>>701
>It's most likely a solid state drive but still…It's probably a 120GB or 160GB 2.5" SATA harddrive. I had two netbooks at various times (MSI Wind U100 and an Acer Aspire One) and they both had 160GB of spinning rust, but I know some earlier models of each had 120GB instead. SSDs were still very very expensive at the time netbooks were popular.
But it should be easy to swap out the HD for an SSD on op's machine, the HDs were easy to get to in my netbooks, and it's plain old SATA.
A bigger issue is the battery. These things had only about 2-3 hours of life at best, and replacement batteries for something this old are hard to come by.

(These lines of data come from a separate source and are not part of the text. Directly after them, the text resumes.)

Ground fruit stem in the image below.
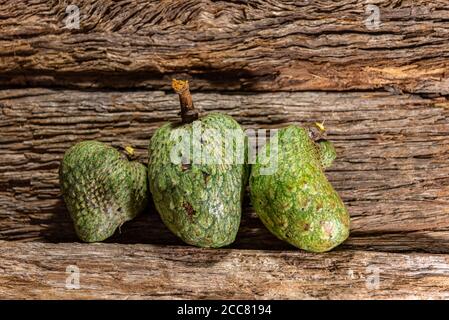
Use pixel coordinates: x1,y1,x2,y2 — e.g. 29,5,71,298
307,122,327,142
172,79,198,123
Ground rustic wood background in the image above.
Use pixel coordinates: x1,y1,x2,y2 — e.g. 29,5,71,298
0,0,449,299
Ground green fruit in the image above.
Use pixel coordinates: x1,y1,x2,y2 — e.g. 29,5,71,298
148,80,248,248
317,140,337,169
250,126,349,252
59,141,148,242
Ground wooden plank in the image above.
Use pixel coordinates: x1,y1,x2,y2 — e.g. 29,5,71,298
0,241,449,299
0,88,449,253
0,0,449,94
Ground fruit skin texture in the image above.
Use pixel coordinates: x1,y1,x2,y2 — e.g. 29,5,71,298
59,141,148,242
318,140,337,169
250,126,349,252
148,113,248,248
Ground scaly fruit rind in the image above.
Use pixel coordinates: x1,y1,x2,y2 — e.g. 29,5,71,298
59,141,148,242
148,113,248,248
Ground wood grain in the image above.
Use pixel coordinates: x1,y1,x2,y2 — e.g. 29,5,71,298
0,241,449,299
0,88,449,253
0,0,449,95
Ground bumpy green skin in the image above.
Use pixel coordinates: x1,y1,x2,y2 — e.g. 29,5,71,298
148,114,248,248
59,141,148,242
318,140,337,169
250,126,349,252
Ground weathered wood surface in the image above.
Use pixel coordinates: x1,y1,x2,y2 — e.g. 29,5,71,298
0,0,449,94
0,89,449,253
0,241,449,299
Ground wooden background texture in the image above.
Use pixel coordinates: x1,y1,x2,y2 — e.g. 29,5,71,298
0,0,449,299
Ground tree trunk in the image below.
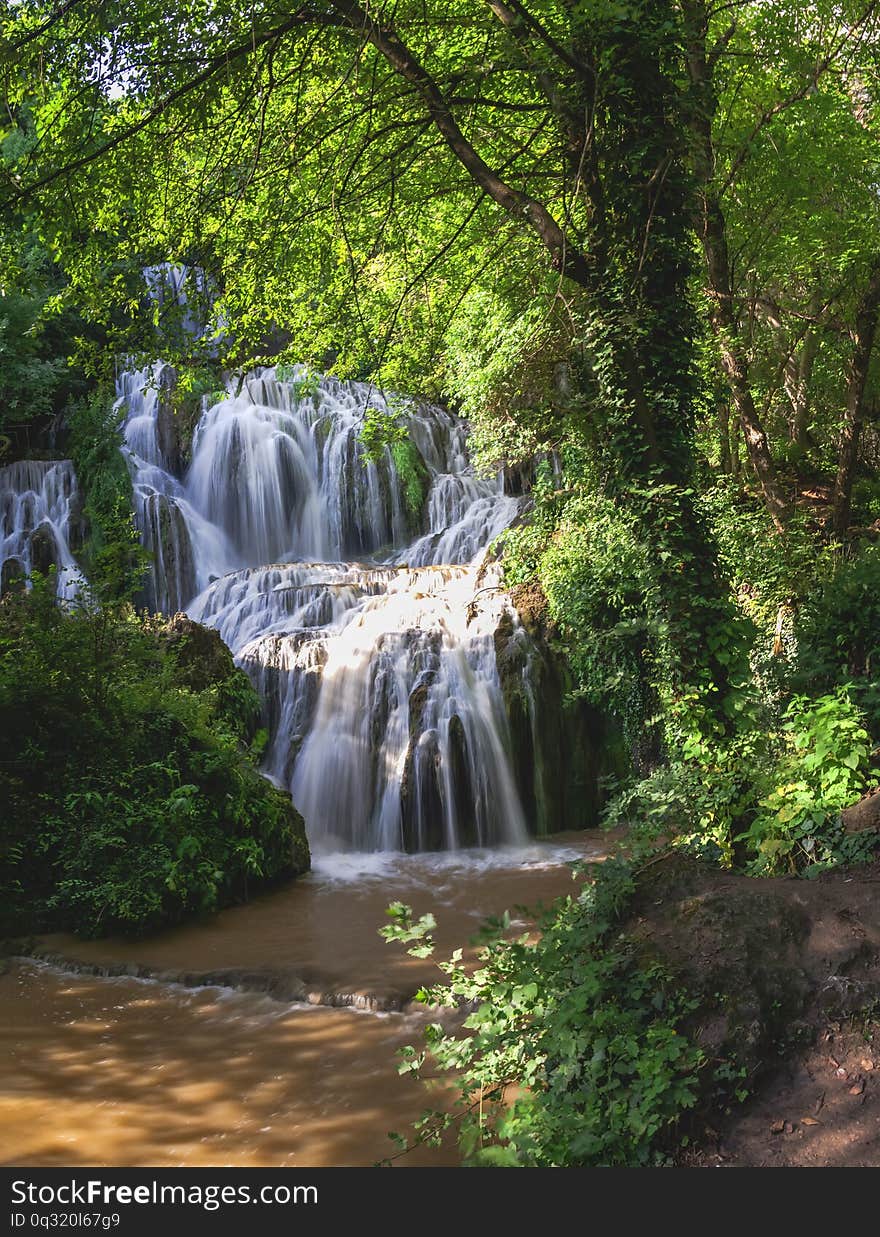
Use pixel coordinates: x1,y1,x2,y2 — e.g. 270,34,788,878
717,400,733,476
759,291,822,454
683,0,788,532
833,256,880,537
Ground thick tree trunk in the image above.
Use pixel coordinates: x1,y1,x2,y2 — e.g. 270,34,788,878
718,400,734,476
833,256,880,537
683,0,788,532
759,292,822,453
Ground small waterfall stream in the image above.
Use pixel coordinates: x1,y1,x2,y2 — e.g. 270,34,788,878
118,364,526,851
0,460,82,601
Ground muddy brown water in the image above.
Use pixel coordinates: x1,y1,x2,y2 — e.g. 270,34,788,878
0,834,611,1168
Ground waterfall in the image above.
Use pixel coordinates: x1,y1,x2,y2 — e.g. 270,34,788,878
118,365,526,851
0,460,82,601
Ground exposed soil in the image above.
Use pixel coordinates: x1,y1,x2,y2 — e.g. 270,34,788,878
628,860,880,1168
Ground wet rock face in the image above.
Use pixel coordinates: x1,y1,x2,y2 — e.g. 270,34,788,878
495,598,628,836
624,855,817,1079
0,558,26,596
156,365,186,477
30,524,58,575
162,614,241,691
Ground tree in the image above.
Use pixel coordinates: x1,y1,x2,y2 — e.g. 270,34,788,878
5,0,757,732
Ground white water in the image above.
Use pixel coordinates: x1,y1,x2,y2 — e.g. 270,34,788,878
0,460,82,601
118,365,526,851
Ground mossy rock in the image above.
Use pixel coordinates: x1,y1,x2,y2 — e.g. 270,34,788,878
623,855,814,1087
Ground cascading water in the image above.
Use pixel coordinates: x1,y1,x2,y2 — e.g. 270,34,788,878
119,366,526,850
0,460,82,601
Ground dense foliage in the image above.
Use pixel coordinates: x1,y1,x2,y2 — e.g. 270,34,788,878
0,0,880,1164
382,861,707,1168
0,580,308,935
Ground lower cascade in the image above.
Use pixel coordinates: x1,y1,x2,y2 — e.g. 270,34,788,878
118,364,537,851
0,460,80,601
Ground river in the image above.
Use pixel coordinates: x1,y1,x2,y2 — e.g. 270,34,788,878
0,833,610,1168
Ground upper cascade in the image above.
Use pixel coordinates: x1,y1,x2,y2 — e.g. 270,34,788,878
0,460,82,601
118,364,526,850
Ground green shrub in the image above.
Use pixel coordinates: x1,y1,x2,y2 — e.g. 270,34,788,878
382,860,705,1168
743,688,871,875
0,580,308,935
795,546,880,740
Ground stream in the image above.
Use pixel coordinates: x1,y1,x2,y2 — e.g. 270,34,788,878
0,833,611,1168
0,273,610,1166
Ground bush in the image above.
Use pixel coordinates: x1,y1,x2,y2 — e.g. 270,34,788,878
795,546,880,741
384,860,707,1168
0,579,308,935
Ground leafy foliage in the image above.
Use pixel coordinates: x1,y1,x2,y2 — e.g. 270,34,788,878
0,580,308,935
382,861,707,1168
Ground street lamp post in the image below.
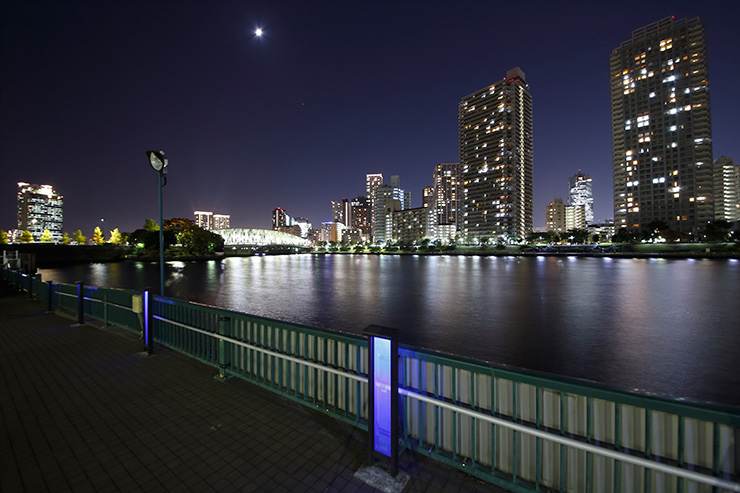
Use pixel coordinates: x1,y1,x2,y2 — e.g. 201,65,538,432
146,151,167,296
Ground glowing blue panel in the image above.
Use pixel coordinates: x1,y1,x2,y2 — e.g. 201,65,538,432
373,337,392,457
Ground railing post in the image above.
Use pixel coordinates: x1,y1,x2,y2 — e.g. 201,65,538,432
75,281,85,325
28,273,41,300
144,291,154,354
363,325,400,477
214,317,233,382
46,281,54,313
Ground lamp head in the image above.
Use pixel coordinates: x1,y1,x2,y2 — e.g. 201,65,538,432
146,151,167,172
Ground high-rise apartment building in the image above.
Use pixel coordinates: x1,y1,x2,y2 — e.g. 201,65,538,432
373,183,410,243
421,187,435,209
565,205,586,232
610,17,714,233
272,207,293,231
18,182,64,241
331,199,352,228
213,214,231,229
714,156,740,222
365,173,383,234
193,211,231,229
568,170,594,224
433,163,462,227
350,195,370,239
459,67,532,239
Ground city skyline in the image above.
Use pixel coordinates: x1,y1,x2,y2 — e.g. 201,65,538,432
0,2,740,233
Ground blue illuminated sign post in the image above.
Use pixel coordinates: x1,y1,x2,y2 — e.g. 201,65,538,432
364,325,399,477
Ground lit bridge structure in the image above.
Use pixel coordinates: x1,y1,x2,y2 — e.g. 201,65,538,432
211,228,310,250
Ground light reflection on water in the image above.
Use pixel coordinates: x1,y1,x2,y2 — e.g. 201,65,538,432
42,255,740,405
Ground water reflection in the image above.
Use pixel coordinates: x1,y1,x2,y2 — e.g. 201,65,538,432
42,255,740,405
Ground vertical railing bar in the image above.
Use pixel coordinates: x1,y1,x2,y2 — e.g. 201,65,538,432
712,422,720,491
344,343,350,418
678,416,686,491
355,344,362,423
470,371,478,467
491,373,496,474
560,390,565,491
452,366,458,460
277,328,288,392
614,402,622,492
322,337,329,409
103,289,108,327
312,335,319,404
643,409,653,493
511,380,518,483
586,397,593,493
399,358,410,443
534,385,541,491
434,363,441,453
334,341,339,413
416,359,427,450
303,333,310,400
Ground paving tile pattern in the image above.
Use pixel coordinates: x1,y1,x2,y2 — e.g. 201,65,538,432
0,281,502,492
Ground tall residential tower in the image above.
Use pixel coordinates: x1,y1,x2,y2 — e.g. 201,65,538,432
459,67,532,239
568,170,594,224
610,17,714,233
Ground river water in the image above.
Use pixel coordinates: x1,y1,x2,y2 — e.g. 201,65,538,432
41,255,740,406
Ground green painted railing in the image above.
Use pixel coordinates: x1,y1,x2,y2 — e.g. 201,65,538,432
152,296,367,429
2,269,740,492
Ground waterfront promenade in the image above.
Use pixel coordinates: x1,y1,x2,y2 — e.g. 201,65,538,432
0,282,502,492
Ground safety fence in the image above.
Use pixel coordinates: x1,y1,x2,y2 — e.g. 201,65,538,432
2,269,740,492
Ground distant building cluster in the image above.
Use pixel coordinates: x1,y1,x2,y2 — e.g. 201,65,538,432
545,170,594,233
610,17,738,234
193,211,231,230
9,17,740,244
273,17,740,244
15,182,64,242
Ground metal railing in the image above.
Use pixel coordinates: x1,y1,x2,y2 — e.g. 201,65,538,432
2,269,740,492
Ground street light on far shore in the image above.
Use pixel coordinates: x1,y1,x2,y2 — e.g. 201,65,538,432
146,151,167,296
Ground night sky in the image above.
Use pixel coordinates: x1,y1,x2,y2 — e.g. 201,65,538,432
0,0,740,236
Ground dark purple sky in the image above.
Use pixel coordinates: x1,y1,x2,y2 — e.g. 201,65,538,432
0,0,740,235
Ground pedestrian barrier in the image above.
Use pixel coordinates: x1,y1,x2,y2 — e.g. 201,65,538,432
2,268,740,492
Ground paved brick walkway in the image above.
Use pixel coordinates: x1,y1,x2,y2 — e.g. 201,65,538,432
0,281,501,493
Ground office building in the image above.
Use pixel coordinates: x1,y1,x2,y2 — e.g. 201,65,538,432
18,182,64,241
714,156,740,222
459,67,532,241
568,170,594,224
433,163,462,231
610,17,714,234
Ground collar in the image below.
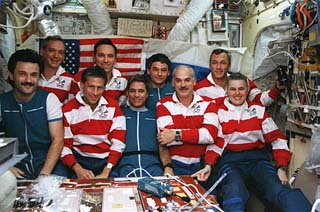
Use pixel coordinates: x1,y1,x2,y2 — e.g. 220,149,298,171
172,92,203,108
207,72,230,86
224,97,250,111
129,105,148,112
76,91,108,108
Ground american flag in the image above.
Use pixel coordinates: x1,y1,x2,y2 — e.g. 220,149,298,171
41,37,144,78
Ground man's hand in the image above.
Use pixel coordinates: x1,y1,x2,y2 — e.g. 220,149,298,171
163,167,174,177
274,76,286,91
73,163,94,179
277,169,288,185
95,167,111,178
9,167,26,178
157,128,176,145
191,164,211,181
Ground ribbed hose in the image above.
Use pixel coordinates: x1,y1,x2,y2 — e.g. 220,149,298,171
168,0,213,41
82,0,113,35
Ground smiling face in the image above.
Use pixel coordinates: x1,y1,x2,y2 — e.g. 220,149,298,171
94,44,116,74
147,61,170,88
80,76,105,110
40,40,65,70
127,81,148,108
227,79,249,106
210,53,230,80
172,66,196,101
9,61,40,102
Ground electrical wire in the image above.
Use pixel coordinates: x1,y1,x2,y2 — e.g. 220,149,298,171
164,174,223,212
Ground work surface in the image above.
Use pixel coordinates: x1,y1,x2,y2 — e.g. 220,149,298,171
14,176,219,212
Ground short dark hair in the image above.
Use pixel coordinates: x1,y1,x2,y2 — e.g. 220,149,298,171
147,53,171,70
127,74,149,92
8,49,44,74
227,72,249,89
41,35,66,49
93,38,117,56
81,66,107,84
209,49,231,64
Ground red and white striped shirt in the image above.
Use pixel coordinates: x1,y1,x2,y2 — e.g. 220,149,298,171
74,69,127,105
61,92,126,167
195,74,280,106
38,66,79,103
157,93,222,164
211,97,291,166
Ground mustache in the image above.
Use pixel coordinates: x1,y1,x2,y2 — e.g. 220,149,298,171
21,82,35,86
179,87,188,91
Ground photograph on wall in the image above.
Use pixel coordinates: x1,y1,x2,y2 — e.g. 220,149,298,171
228,23,241,48
132,0,150,10
212,10,226,32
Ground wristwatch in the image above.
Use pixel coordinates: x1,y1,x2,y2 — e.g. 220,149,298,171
175,131,181,142
163,163,172,169
107,163,113,169
278,166,288,172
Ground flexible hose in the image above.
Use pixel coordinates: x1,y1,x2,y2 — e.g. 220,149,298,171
168,0,213,41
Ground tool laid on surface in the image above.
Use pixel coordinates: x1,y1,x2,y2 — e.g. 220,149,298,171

Normally I'm the first to advocate repairs over tossing-and-buying-something-new, but a modern x86 chromebook that can run GalliumOS (basically plain old x86 Xubuntu with chromebook-specific configs and drivers set up out-of-the-box) might be a better day-to-day machine than trying to refurbish an Aspire One. I've got an Acer CB-131 that cost me about $150, and has 4GB RAM, 12-13 hours battery life, a 720p IPS display, HDMI out, regular USB ports, the works. There's only 16GB storage, but the SD card reader is designed so that inserted cards fit flush with the body. You can keep a big SD card in there for main storage 24/7 without worrying about it getting broken off.